Stumm
Wer bin ich? Bin ich diejenige, die andere in mir sehen? Bin ich diejenige, die ich früher einmal war? Bin ich diejenige, die sich hinter all den Mauern versteckt, die ich um mich herum aufgebaut habe?
Die Wahrheit? Ich habe keine Ahnung. Ich weiß nicht mehr warum ich hier bin, was der Sinn meiner Existenz ist. Aber jede Schule braucht ein Opfer, nicht wahr? Vielleicht ist das meine Bestimmung.
»Pass doch auf wo du hintrittst! «
Mit einem lauten Knall traf mein Körper auf den Fußboden der Schule. Meine Sachen verteilten sich im Korridor.
Lachend drehten sich die Schüler zu mir um.
»Was macht denn die Stumme am Boden? Endlich begriffen wo du hingehörst? «
Mit aller Selbstbeherrschung, die ich aufbringen konnte drängte ich die Tränen zurück und rappelte mich auf.
Die Welt vor mir verschwamm zu verschiedenfarbigen Punkten, während der Schmerz des Aufpralles in meinem Körper widerhallte.
»Willst du dich nicht verteidigen? Oder warte einmal. Das habe ich ja ganz vergessen. Du kannst nicht reden, oder? Aber was mich schon immer interessiert hat: Bist du einfach nur zu feig dafür, oder kannst du es wirklich nicht? Also ich persönlich tippe ja auf das erste, stummer Freak. «
So ging es den ganzen Tag. Seit zehn Jahren. Immer das Gleiche. Man sollte meinen, dass es ihnen irgendwann zu langweilig wird. Anscheinend aber nicht. Sie werden nie aufhören.
24/7 machen sie mich nieder. Warum? Ich weiß es nicht. Vielleicht weil ich nicht reden kann. Vielleicht weil ich das Mädchen bin, das nicht normal ist. Nicht wie der Durchschnitt. Aber sie brauchen ja gar keinen Grund dazu. Sie brauchen nur Leute die hinter ihnen stehen. Es lustig finden was sie machen, sie dabei unterstützen. Dafür müssen sie nicht Einzelheiten über mein Leben, über meine Vergangenheit wissen. Sie müssen nicht den Grund kennen, warum ich aufgehört habe zu reden. Es interessiert niemanden. Das einzige was sie wollen, ist ein Opfer. Damit sie stärker erscheinen und nicht selbst irgendwann zum Opfer werden.
Gebückt war meine Haltung, Blick auf den Boden gesenkt. Meine Taktik, zu verhindern aus der Menge herauszustechen.
Doch ich werde es wohl nie schaffen unsichtbar zu werden, egal wie sehr ich es mir wünsche.
So schnell es mir möglich war packte ich meine Sachen zusammen. Die geflüsterten Beleidigungen ignorierend, die mir an den Kopf geworfen wurden.
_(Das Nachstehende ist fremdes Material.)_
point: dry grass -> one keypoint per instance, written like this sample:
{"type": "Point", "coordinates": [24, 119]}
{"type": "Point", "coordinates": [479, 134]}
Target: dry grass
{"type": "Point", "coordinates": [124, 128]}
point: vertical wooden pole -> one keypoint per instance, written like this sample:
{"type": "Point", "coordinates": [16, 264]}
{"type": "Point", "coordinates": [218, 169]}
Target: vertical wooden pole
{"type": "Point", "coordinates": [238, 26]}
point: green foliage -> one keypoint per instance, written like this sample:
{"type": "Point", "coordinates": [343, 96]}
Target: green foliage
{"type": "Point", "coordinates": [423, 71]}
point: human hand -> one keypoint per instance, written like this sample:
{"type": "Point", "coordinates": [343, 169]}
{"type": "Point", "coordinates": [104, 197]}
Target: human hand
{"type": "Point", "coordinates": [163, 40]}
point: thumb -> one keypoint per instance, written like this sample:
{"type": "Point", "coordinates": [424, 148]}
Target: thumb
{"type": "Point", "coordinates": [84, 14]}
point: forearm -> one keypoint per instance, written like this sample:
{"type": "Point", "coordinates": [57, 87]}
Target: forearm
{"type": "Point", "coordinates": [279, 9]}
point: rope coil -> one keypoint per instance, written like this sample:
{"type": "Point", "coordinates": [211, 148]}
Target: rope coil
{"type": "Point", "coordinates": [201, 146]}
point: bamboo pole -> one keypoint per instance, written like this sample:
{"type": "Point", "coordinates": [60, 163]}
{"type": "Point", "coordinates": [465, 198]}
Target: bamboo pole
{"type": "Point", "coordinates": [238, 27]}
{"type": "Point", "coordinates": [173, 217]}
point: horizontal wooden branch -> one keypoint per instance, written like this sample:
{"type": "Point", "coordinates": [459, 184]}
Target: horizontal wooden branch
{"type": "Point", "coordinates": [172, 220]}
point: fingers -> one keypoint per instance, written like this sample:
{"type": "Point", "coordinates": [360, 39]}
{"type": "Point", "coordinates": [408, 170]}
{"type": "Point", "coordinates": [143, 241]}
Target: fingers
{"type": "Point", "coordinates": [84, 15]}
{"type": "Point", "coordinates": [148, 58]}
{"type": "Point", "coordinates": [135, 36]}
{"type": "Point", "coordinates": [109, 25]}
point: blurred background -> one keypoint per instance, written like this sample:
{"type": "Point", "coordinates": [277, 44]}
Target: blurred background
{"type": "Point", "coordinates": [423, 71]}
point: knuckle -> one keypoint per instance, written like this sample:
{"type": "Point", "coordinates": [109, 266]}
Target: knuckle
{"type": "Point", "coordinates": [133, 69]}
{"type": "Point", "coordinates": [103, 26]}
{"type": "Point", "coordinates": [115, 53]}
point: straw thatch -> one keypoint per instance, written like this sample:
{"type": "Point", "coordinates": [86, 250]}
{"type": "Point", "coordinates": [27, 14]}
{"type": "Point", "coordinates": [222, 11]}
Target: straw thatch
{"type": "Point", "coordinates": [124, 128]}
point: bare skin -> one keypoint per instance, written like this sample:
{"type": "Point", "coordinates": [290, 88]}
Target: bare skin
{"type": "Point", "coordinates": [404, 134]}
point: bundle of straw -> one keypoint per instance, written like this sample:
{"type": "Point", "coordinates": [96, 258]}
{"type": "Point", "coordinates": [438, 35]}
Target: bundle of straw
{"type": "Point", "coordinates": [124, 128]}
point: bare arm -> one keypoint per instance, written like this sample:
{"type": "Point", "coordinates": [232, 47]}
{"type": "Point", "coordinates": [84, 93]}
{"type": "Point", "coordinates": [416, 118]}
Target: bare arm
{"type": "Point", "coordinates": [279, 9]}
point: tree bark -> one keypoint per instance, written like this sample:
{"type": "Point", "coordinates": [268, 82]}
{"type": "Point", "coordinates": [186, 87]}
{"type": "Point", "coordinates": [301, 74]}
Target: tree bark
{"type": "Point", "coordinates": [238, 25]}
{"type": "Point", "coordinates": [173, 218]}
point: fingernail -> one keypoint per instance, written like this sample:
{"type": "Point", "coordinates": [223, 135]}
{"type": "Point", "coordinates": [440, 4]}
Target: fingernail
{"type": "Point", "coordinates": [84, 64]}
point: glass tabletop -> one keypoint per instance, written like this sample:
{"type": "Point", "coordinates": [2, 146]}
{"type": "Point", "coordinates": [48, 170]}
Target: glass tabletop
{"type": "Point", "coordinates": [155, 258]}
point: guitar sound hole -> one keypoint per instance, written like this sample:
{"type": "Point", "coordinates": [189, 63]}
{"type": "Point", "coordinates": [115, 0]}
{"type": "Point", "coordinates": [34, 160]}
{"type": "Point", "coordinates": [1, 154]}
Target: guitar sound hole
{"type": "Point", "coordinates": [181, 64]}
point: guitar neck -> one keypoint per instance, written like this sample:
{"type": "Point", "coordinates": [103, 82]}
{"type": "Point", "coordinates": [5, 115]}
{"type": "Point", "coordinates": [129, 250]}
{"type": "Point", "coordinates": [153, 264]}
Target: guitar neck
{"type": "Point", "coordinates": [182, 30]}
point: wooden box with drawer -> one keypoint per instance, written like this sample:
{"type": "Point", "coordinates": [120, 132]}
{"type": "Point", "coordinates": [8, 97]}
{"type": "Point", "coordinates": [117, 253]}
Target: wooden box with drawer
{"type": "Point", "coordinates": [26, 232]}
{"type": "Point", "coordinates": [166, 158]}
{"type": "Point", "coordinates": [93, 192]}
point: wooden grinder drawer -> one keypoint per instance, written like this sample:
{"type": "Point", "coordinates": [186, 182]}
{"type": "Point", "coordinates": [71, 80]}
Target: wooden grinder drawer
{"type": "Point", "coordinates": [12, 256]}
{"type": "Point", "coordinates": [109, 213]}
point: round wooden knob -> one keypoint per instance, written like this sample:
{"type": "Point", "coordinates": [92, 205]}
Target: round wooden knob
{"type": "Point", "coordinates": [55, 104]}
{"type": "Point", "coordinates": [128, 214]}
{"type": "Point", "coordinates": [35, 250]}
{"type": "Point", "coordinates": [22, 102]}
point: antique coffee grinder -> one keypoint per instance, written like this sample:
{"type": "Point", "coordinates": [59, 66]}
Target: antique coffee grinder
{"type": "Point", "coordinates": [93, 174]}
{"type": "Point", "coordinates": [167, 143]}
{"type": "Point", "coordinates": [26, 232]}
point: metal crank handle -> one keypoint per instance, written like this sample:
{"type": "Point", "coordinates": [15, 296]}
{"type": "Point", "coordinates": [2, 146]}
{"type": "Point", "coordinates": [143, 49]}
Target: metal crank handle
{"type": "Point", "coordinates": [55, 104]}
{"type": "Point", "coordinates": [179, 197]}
Sie werden beliebter, wenn sie mich beleidigen. Wegen dieser Tatsache verschwenden sie nicht einmal einen zweiten Gedanken daran, was diese Wörter wirklich anrichten können. Worte schneiden manchmal tiefere Wunden als Taten. Nicht immer, aber oft. Und man gewöhnt sich nie an Beleidigungen. Es ist unmöglich sich daran zu gewöhnen Freak, Hure, Stumme, Versagerin, … genannt zu werden. Jedes einzelne unbedachte Wort schneidet eine weitere Wunde, hinterlässt eine Narbe. Eine unter vielen. Bald werden es zu viele Wunden sein.
Als ich mich gerade bückte um mein Buch aufzuheben, trat jemand mit voller Absicht auf meine Hand.
Es reicht. Ich kann das nicht mehr. Genug!